Hafızası çok güçlü idi. Ne kadar ayet ve hadis ezberlediğini bilmiyorum. Ancak konuştuğu ve cevap verdiği her konuda ayet ve hadis getirmesinden de bu hususta çok ezberi olduğu anlaşılmaktadır.

Meşhur Siirtli Seydayê Molla Halil’in “Kafiye” isimli eseri halen ezberinde mevcut idi.

İlmi müzakereyi çok severdi. Bayramlarda ve diğer özel günlerde misafirliğine gelen mollalarla birçok konuda ilmi müzakere yapardı. Öğrenmek ve ilim alışverişi amacıyla soru sorardı. İmtihan veya tahkir için değil. (3)

Yanına gelen Âlimlere çok saygı gösterir bazılarına da “Seyda” diye hitap ederdi. Onlardan biri Dargeçit’li Molla Abdullah idi. (4) Hocam ona çok saygı duyar ve ona hep “Seyda” diye hitap ederdi.  Allah onlara rahmet etsin.

Çok halimdi. İlmi müzakerede ve eleştirdiği durumlarda da kızmazdı.

Hiç kimsenin gıybetini yapmaz ve başkasının, yanında yaptığı gıybete de müsaade etmezdi. O konuda çok hassastı. Gıybeti yapılan veya ona rakip sayılan insanların iyiliklerini dile getirir, övgüyle bahseder ve böylece gıybetin önünü alırdı.

Çok cömert idi. Yanına gelen mürit ve misafirlere çok ikram da bulunuyordu. Kahvaltıda bile önlerine bol ve dört çeşit yemek koyardı. Bu hususta zengin fakir ayırımı yapmazdı. Zengin değildi. Mal biriktirmezdi. Yarının veya çocuklarının hesabını yapmazdı. Geldiği gibi bolca dağıtıyordu.

Devlete, resmiyete ve adamlarına yakınlık göstermezdi. Onlardan hiçbir şey istemez ve hiçbir durumda kendini onlara muhtaç etmezdi.

Cesurdu. Hakkı dobra dobra söylerdi. İslami kıyafetinden taviz vermezdi. İslama, uygun olmayan teklifleri kabul etmezdi. Oy için gelenlere oy sözü vermez, hiç kimsenin propagandasını yapmazdı. Ancak oy kullanıp kullanmadığını bilmiyorum.

Çok muttaki idi. “Sünnet ile bütünleşmiş ahlaka” dikkat ederdi. Cami imamı olmadığı halde her sabah namaza mutlaka giderdi. Namazdan sonra güneş doğup Duha namazı zamanına kadar yerinden ayrılmayıp zikir ederdi. Ondan sonra Duha namazı kılıp eve dönerdi.

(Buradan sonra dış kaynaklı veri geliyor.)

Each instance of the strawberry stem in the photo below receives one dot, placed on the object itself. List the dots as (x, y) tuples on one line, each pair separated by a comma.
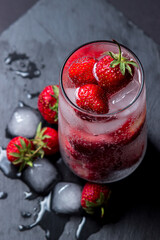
[(120, 52), (102, 212)]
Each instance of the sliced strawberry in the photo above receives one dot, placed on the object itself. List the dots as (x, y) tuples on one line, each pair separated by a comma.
[(81, 71), (92, 98)]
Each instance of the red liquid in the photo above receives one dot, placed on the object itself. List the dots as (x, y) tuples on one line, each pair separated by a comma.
[(103, 148)]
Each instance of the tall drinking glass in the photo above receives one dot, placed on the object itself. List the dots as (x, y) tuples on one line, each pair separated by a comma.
[(103, 148)]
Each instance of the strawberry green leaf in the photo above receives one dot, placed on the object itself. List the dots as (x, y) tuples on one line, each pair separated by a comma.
[(30, 164), (129, 69), (132, 63), (17, 161), (39, 128), (19, 147), (56, 91), (15, 154), (122, 68), (45, 136), (23, 144)]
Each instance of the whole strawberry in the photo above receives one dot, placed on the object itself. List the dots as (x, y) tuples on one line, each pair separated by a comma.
[(48, 103), (81, 71), (95, 196), (92, 98), (114, 71), (20, 151), (46, 141)]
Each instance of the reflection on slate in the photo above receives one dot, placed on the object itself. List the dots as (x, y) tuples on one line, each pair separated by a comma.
[(52, 29)]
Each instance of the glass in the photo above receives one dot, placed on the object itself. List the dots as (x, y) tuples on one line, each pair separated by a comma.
[(103, 148)]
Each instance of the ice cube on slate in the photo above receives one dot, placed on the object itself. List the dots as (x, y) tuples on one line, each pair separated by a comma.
[(66, 197), (41, 176), (24, 122)]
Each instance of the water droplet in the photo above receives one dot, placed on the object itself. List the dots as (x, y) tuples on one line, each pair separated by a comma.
[(3, 195)]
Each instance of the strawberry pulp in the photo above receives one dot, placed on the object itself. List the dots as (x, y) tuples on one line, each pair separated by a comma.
[(108, 145)]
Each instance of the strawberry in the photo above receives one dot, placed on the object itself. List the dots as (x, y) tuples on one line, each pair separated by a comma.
[(81, 71), (48, 103), (114, 71), (95, 196), (20, 151), (92, 98), (46, 141)]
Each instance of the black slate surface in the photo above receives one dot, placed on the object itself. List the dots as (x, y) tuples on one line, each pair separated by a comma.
[(47, 33)]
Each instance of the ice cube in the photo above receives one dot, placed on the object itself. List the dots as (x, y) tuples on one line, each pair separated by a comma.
[(24, 122), (41, 176), (67, 111), (98, 128), (66, 198), (124, 97)]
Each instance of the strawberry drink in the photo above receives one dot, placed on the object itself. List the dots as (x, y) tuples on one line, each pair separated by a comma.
[(102, 112)]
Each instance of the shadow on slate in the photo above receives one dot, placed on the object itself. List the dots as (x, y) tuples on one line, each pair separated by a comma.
[(140, 188)]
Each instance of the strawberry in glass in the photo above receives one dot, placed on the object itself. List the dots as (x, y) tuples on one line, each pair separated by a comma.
[(102, 112)]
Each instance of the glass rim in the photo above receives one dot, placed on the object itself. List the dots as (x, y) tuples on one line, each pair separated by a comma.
[(110, 113)]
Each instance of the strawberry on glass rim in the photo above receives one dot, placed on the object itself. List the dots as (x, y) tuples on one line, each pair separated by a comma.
[(114, 71), (81, 71), (102, 130)]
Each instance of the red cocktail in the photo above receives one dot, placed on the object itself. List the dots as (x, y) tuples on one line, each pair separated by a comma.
[(102, 112)]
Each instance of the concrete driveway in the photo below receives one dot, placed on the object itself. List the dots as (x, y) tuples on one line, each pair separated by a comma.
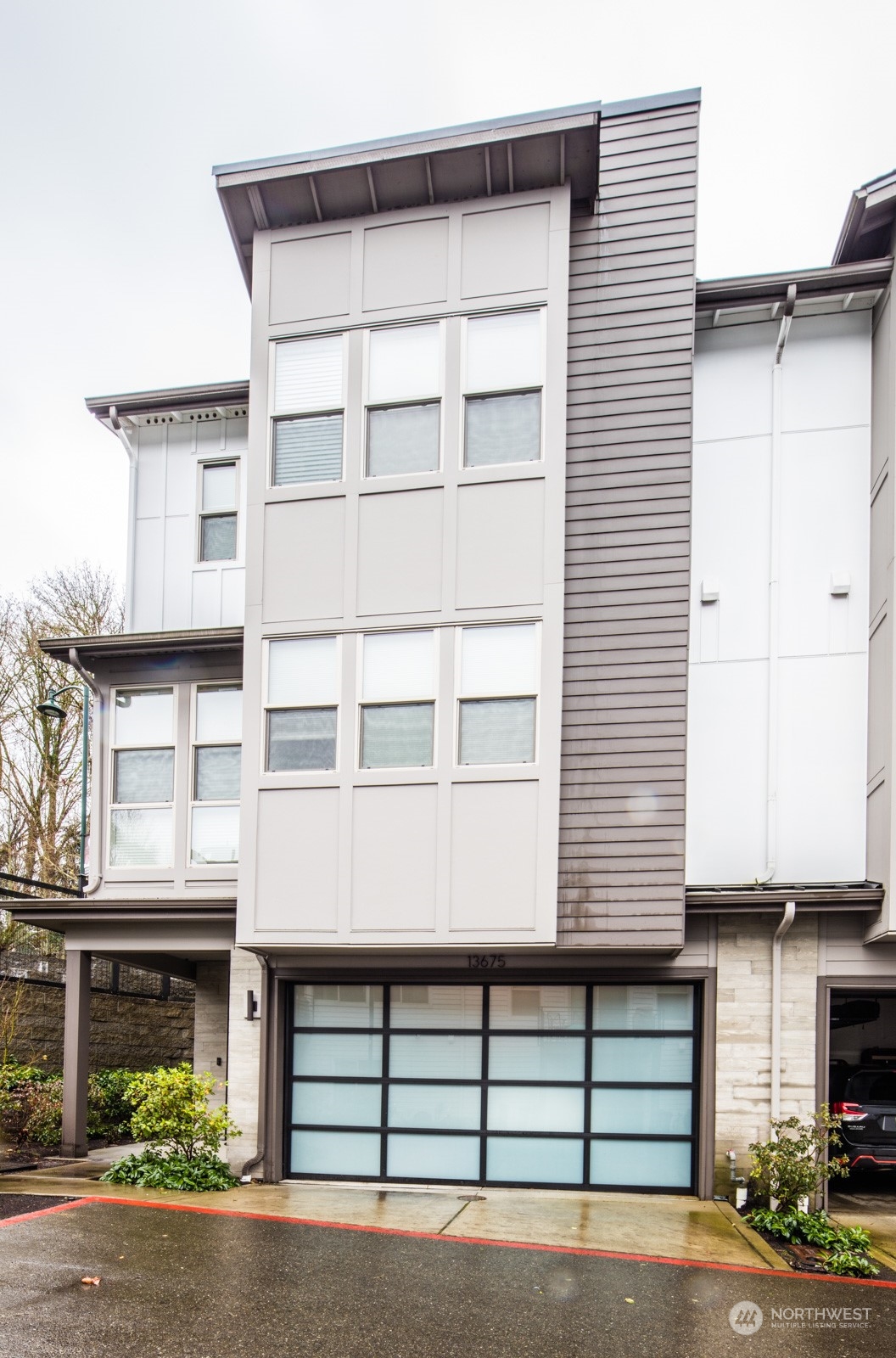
[(178, 1282)]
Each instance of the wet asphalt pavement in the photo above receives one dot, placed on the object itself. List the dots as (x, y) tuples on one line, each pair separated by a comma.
[(187, 1285)]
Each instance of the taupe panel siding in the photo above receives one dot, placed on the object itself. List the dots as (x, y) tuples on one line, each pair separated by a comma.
[(628, 540)]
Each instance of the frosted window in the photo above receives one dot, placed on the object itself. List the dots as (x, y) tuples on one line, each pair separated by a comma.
[(535, 1110), (398, 665), (644, 1058), (434, 1057), (217, 773), (219, 538), (219, 486), (553, 1008), (432, 1158), (303, 671), (497, 731), (336, 1153), (404, 363), (536, 1058), (144, 717), (144, 776), (644, 1164), (215, 835), (309, 373), (219, 713), (501, 429), (504, 352), (436, 1007), (398, 737), (402, 441), (339, 1106), (339, 1007), (337, 1054), (142, 839), (641, 1110), (534, 1160), (307, 450), (302, 740), (644, 1007), (434, 1106), (497, 660)]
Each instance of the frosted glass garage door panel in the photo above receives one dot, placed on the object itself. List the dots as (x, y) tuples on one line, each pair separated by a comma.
[(298, 826), (305, 553), (493, 856), (339, 1106), (432, 1158), (336, 1153), (394, 859), (635, 1059), (534, 1160), (337, 1054), (665, 1164)]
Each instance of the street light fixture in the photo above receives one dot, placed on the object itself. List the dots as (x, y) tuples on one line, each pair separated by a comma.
[(51, 710)]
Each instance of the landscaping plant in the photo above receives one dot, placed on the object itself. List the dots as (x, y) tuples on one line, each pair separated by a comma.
[(183, 1134)]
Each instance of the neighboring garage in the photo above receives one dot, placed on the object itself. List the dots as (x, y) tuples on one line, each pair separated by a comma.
[(572, 1086)]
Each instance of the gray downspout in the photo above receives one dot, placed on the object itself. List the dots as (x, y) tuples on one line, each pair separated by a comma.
[(791, 910)]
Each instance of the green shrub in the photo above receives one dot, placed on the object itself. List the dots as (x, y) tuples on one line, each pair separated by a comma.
[(204, 1172)]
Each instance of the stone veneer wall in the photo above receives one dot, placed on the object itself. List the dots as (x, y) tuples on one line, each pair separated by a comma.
[(129, 1031), (743, 1031)]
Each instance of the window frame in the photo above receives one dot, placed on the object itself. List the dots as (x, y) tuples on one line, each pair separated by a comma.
[(461, 697), (276, 416), (115, 747), (268, 706), (479, 393), (234, 461), (193, 801)]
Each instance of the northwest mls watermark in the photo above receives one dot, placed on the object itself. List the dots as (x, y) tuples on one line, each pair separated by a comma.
[(746, 1317)]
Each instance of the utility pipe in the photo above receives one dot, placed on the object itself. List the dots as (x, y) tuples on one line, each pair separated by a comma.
[(95, 857), (789, 916), (132, 513)]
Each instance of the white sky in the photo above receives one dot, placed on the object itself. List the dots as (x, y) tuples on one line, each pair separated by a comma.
[(119, 273)]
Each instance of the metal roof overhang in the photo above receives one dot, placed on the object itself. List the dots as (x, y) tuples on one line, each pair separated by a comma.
[(473, 160)]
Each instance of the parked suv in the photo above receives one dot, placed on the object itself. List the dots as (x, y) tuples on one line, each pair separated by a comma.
[(868, 1110)]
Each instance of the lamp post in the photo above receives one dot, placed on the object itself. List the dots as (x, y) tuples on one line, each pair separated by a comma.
[(51, 708)]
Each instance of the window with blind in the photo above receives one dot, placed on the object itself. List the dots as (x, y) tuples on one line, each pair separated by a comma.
[(502, 389), (303, 689), (142, 818), (398, 699), (404, 407), (499, 694), (217, 732), (309, 411)]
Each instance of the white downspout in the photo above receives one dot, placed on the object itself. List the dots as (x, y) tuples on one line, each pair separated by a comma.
[(132, 515), (97, 787), (774, 1102)]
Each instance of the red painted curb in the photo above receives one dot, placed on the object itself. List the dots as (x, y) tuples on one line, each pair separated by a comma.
[(456, 1240)]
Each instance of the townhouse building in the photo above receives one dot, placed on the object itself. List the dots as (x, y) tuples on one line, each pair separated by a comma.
[(501, 735)]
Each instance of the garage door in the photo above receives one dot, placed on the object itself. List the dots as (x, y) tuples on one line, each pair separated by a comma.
[(519, 1086)]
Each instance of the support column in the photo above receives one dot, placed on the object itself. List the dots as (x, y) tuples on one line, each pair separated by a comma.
[(76, 1052)]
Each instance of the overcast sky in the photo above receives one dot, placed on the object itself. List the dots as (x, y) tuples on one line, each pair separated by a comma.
[(119, 273)]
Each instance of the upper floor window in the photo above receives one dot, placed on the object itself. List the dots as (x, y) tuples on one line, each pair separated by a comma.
[(398, 699), (216, 765), (142, 822), (309, 411), (217, 513), (502, 404), (499, 689), (404, 412), (303, 690)]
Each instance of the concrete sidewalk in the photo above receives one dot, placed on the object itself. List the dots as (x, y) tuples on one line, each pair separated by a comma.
[(633, 1224)]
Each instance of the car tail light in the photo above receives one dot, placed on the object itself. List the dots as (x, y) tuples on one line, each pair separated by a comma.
[(850, 1113)]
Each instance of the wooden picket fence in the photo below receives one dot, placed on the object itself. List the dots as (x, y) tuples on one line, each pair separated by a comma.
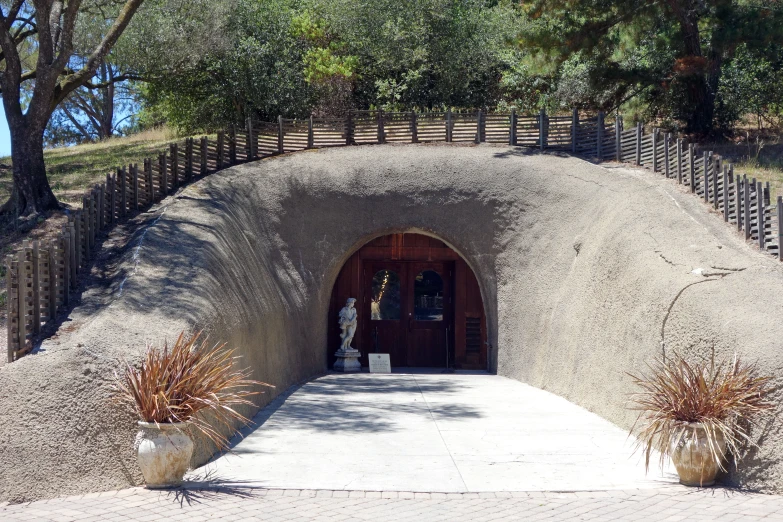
[(42, 274)]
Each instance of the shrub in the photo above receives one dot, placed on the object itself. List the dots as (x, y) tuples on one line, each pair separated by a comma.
[(177, 383), (726, 398)]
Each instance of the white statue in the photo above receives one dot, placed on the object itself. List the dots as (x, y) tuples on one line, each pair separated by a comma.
[(348, 324)]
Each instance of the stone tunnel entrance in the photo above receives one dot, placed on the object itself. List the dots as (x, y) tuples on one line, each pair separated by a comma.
[(418, 301)]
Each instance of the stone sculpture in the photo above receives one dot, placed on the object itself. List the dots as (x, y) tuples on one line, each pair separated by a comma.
[(347, 324), (347, 357)]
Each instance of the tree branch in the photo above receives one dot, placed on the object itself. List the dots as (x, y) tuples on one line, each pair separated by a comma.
[(82, 76)]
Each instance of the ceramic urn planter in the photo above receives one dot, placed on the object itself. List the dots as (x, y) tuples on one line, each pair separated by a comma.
[(693, 459), (164, 454)]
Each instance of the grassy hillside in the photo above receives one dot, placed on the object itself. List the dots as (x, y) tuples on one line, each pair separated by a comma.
[(72, 170)]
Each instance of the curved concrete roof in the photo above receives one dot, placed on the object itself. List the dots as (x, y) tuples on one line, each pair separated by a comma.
[(587, 272)]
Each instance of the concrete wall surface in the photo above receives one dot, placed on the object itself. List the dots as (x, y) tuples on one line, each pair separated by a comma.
[(586, 271)]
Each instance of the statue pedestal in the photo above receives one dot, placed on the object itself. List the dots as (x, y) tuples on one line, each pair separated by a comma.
[(347, 361)]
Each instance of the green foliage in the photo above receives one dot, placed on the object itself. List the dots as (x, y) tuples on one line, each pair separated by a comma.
[(668, 55), (751, 84), (426, 53), (256, 72), (294, 57)]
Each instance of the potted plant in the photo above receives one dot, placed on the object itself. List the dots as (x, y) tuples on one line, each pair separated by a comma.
[(190, 384), (694, 412)]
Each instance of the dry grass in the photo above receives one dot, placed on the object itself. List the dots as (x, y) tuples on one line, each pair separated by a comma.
[(758, 156), (675, 393), (176, 384), (72, 170)]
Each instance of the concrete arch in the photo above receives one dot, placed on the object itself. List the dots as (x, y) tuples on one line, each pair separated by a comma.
[(590, 269), (489, 306)]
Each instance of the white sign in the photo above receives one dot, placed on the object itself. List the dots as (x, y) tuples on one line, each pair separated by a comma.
[(379, 363)]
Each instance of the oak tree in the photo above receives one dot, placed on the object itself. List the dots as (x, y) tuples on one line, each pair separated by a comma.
[(37, 44)]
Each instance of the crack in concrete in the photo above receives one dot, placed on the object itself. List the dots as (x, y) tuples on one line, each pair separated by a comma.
[(669, 310), (593, 182), (668, 261), (728, 269)]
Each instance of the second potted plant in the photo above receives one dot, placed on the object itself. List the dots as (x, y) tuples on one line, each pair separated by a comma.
[(698, 412), (171, 391)]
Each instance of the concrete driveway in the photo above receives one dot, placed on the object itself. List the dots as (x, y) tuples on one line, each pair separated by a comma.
[(432, 432)]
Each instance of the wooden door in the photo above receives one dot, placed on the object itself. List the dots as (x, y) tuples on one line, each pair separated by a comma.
[(385, 305), (429, 311)]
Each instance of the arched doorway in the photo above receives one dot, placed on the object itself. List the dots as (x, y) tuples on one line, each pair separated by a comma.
[(417, 301)]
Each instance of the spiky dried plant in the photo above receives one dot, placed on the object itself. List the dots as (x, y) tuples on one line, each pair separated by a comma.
[(720, 396), (174, 384)]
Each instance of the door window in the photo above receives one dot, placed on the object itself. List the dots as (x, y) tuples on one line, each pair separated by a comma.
[(385, 304), (428, 296)]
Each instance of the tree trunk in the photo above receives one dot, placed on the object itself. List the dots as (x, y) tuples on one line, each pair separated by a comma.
[(31, 193)]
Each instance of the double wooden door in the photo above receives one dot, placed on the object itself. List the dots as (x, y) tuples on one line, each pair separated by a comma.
[(410, 311)]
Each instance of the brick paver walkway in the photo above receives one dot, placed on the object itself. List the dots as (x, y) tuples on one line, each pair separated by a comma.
[(237, 503)]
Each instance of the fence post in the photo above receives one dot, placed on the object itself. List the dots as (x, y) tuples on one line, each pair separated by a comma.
[(679, 161), (148, 182), (249, 149), (204, 145), (123, 191), (101, 208), (667, 142), (349, 128), (478, 127), (24, 274), (655, 148), (599, 142), (715, 173), (574, 129), (174, 150), (280, 135), (189, 159), (232, 145), (706, 160), (78, 241), (67, 258), (639, 130), (746, 206), (73, 249), (381, 133), (10, 303), (780, 228), (54, 263), (760, 214), (726, 180), (86, 226), (738, 201), (112, 181), (766, 194), (36, 289), (164, 174), (221, 157)]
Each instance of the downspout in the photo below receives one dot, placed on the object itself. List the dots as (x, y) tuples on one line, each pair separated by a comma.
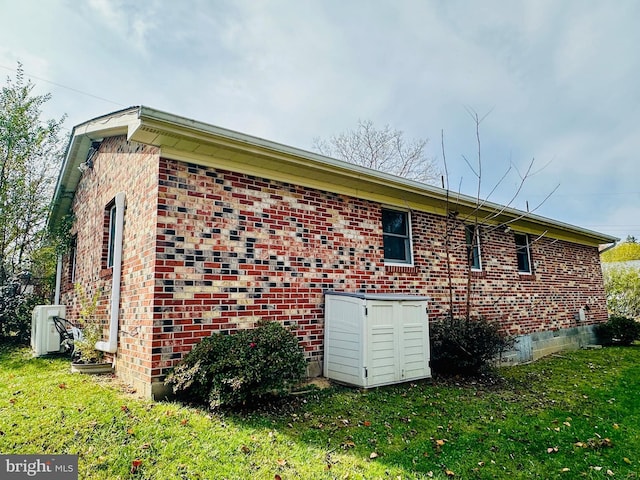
[(111, 345), (56, 298)]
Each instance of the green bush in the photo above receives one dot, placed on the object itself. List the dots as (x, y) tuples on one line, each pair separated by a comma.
[(16, 307), (463, 346), (618, 330), (239, 369)]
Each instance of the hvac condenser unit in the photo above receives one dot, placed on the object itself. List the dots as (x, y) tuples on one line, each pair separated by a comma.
[(375, 339), (45, 338)]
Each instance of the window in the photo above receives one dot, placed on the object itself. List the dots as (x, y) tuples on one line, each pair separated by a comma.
[(472, 233), (112, 235), (523, 253), (396, 236)]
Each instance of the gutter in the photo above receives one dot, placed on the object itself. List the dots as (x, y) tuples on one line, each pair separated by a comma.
[(111, 345)]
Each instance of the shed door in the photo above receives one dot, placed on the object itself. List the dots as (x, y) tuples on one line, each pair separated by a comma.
[(398, 346), (414, 340)]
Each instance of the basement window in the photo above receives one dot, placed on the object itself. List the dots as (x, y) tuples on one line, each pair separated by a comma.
[(523, 253), (110, 233), (472, 235), (396, 236), (73, 256)]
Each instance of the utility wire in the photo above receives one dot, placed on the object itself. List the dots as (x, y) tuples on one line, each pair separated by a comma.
[(65, 87)]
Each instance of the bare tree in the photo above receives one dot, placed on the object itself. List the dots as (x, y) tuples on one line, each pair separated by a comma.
[(382, 149)]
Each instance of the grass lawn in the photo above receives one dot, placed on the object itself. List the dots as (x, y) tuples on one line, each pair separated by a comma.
[(574, 415)]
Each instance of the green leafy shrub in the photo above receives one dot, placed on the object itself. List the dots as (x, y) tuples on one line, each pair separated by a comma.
[(238, 369), (16, 307), (465, 345), (618, 330)]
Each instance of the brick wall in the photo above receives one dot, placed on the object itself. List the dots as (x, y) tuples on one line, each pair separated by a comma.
[(207, 250), (234, 249)]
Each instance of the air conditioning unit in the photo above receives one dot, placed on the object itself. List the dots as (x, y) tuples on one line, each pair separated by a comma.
[(45, 338)]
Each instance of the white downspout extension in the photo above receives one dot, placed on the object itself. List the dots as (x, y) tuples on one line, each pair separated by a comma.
[(111, 345), (56, 298)]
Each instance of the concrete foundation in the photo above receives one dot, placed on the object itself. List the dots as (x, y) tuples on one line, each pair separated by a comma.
[(536, 345)]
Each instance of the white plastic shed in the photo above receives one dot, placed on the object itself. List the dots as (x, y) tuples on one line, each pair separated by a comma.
[(374, 339)]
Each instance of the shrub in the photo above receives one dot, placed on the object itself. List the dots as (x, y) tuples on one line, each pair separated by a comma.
[(238, 369), (618, 330), (465, 345)]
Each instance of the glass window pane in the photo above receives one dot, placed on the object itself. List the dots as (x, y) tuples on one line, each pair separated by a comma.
[(522, 253), (394, 248)]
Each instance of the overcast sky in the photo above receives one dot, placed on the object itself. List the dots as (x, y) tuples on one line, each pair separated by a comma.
[(559, 80)]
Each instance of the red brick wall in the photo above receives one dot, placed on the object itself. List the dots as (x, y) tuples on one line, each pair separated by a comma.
[(207, 250), (133, 169)]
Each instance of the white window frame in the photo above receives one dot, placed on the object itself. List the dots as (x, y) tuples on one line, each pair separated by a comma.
[(527, 248), (476, 238), (112, 227), (409, 247)]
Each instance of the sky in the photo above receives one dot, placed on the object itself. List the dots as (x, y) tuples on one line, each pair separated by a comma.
[(556, 83)]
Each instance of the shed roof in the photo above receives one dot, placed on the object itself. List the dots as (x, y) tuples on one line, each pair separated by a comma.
[(189, 140)]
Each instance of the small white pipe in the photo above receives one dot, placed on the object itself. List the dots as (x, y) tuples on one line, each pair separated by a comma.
[(111, 345), (56, 300)]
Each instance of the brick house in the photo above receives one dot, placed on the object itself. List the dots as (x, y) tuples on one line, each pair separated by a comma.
[(188, 229)]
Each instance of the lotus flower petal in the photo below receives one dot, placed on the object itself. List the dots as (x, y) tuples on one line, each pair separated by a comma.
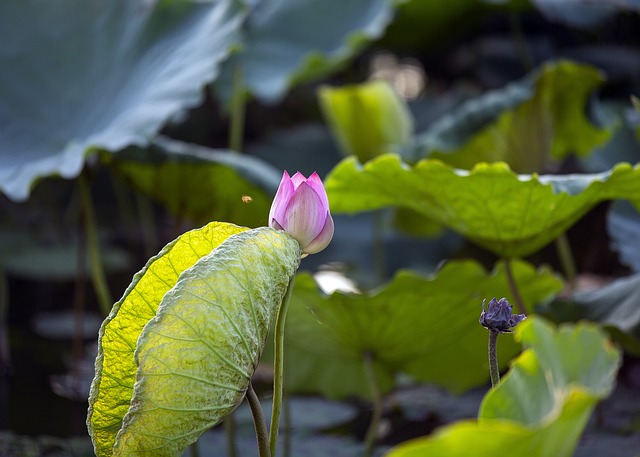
[(323, 239)]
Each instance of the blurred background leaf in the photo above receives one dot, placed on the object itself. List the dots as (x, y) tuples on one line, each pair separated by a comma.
[(83, 74), (491, 205), (425, 327), (285, 42), (200, 184), (542, 405), (528, 124)]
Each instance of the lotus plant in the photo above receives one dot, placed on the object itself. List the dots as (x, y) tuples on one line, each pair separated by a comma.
[(498, 319), (301, 208)]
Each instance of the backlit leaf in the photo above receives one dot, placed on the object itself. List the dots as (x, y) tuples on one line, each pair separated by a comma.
[(177, 351), (366, 119)]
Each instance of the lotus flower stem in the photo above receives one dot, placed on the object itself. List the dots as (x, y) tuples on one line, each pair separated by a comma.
[(566, 259), (379, 254), (286, 434), (259, 423), (230, 435), (494, 371), (278, 368), (522, 309), (98, 277), (374, 425), (236, 129)]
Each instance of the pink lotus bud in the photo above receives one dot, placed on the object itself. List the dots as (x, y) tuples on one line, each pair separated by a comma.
[(301, 208)]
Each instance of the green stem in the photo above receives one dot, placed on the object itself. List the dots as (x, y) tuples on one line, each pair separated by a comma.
[(566, 259), (522, 309), (494, 371), (98, 277), (379, 254), (230, 433), (278, 368), (286, 415), (374, 425), (236, 129), (259, 423)]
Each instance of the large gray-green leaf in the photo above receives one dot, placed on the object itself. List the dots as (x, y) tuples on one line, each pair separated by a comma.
[(177, 351), (78, 74), (615, 306), (525, 124), (623, 225), (543, 404), (199, 183), (291, 40), (512, 215), (426, 327)]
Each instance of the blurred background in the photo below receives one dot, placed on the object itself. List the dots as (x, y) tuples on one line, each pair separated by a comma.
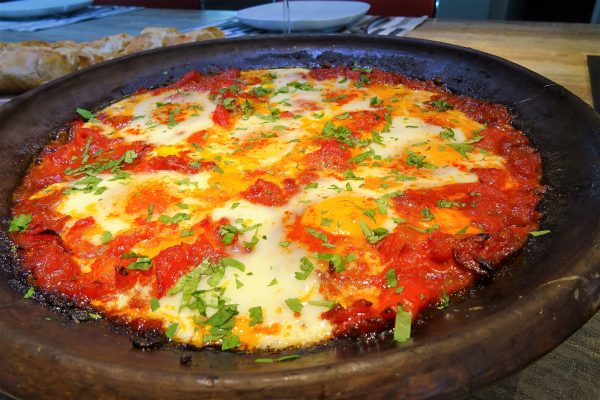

Kendi işlerini kendisi yapardı. Evinin yanında bir bahçesi vardı. Bahçenin işi olduğunda her gün gidip içinde saatlerce çalışırdı. En çalışkan işçilerden daha fazla çalışabiliyordu. Onun için bedensel olarak sağlam ve çevikti. Oturup da işini başkasına yaptırmazdı. Mutlaka o da yardım ederdi.

Toplumun sorunlarına ilgisiz kalmazdı. Olup bitenleri takip eder ve toplumun derdiyle dertlenirdi. Küskünleri barıştırır ve onlara nasihat ederdi. Barıştırmalarda çok zekice davranır ve adaleti elden bırakmazdı. Konuşabilen ve ikna kabiliyeti yüksek bir insandı.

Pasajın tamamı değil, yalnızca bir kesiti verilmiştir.